Last week the first single from her new album MDNA, Give Me All Your Luvin’ – a cheer-leader anthem pre-tooled for the No 1 slot, featuring hot girl-rappers MIA and Nicki Minaj – entered the UK charts at No 37 and fell away quickly, the lowest performance of any of her 75 singles since 1982. Madonna’s made some odd choices in the past decade ever since that kiss with Britney Spears. Collaborations with younger artists seem under-confident, while the rush to incorporate new urban production values looked like a woman running to keep up. Then her directorial debut, W.E., became a cult phenomenon the moment the trailer hit YouTube – because it looked so awful. All this, from the toughest pop star and businesswoman the world has ever known?

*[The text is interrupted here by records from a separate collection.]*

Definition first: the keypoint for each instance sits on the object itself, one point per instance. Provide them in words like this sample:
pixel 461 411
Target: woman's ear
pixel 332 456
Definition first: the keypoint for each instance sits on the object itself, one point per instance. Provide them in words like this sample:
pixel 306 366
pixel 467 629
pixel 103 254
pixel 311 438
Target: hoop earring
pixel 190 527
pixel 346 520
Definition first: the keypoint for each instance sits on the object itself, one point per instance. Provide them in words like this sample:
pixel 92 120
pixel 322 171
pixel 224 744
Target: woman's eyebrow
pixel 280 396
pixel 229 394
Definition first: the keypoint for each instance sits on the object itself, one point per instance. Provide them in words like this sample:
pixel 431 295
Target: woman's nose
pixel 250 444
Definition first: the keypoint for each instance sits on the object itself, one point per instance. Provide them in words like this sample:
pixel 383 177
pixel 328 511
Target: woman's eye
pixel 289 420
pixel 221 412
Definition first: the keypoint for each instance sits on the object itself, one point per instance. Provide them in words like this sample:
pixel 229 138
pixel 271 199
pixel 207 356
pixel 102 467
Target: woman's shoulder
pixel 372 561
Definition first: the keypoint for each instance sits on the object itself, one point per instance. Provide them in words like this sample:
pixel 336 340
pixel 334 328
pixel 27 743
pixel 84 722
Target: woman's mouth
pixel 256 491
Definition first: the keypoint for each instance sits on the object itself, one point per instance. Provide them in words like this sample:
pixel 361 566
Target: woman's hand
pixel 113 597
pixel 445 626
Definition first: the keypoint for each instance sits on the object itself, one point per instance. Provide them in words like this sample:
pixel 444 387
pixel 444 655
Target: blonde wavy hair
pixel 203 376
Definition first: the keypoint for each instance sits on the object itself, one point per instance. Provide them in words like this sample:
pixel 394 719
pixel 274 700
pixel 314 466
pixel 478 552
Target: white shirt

Madonna, like Blackadder’s Queenie, has the body of a weak and feeble woman and the heart and stomach of a concrete elephant. Her commercial and artistic decisions have generally been flawless. She was the first MTV star and exploited the video age with a kaleidoscopic rotation of new “selves”, each one so expertly crafted we never wanted to know who the real person was. From Catholic ingénue to Mario Testino model, Erotica porn star to Eva Perón, Kabbalah-scented cowgirl to 1970s disco diva – these were much more than costume changes. Each persona took root for a couple of years; they were Madonna. In that respect she is unique – for that magical limbo she occupied between being and seeming.
You can’t say the same for Gaga. Her platform is the two-hour stage show – she’s a performance piece, mistress of the dressing-up box. We get commentary from her and warmth; she’s empathetic towards her “little monsters” in the crowd and adrift in the world she’s created, offering herself up in the service of “her art”. You wouldn’t want to hear Madonna talk about “her art” any more than you’d want Gaga to talk about her music. She is pure, first-generation pop – one of the 1980s machines, like Michael Jackson, whose vast live shows were just part of the job. The question is not whether she has been “replaced” by a younger model – but whether she’s allowed to be a pop star at all aged 53.
This is the feeling stirred by MDNA, whose title embraces pop’s transient nature (punning on the clubbers’ drug du jour, it’ll sound gloriously out of date in ten years’ time). The first half of the songs were produced by French and Italian electro-house DJs, the other half given to the composer/producer William Orbit, who shaped Madonna’s dazzling Ray Of Light album in 1998. Spoken word rings out on the opening track, Girls Gone Wild, over a blasting rave backdrop: “girls say just wanna have some fun/get fired up like a smoking gun”. Gang Bang is even more defiantly dumb (“I shot you dead/in the head”) and on Turn Up the Radio (“I just want to get in my car”) she sounds as young and daft as she did on Holiday.
These songs are built for the dance floor but their determined superficiality is strangely alienating coming from the mouth of someone with such a terrific story to tell. You’re never going to get a confessional from Madonna but there has been a humanity in some of her musical faces, and here it’s found in the William Orbit tracks – Masterpiece, from W.E. (it won a Golden Globe) and I’m A Sinner, which features the same sweet, psychedelic guitar he used on Ray Of Light, its chorus gospel-infused, its lyrics all about saints. Orbit’s analogue instruments make Madonna’s voice more lustrous. She sounds appealingly eccentric around him too, cataloguing the woes of marriage on Love Spent (“Frankly if my name was Benjamin, we wouldn’t be in the mess we’re in.”).
Falling Free, the closing track, is a rather magical, bucolic meditation, bubbling away on a bed of strings and harp. “When I move a certain way, I feel an ache I’ve kept at bay . . .” She would do well to sing lines like that more often – it’s one persona we’ve never been allowed to see. We’re living in the age of the emotional pop star now and perhaps, in this respect, Madonna is behind the times.
None of the Orbit songs are up for singles so far – it’s the chilly, adolescent dance-floor numbers instead. This is significant. Perhaps Madonna is fighting for something, after all. The point is, she doesn’t need to.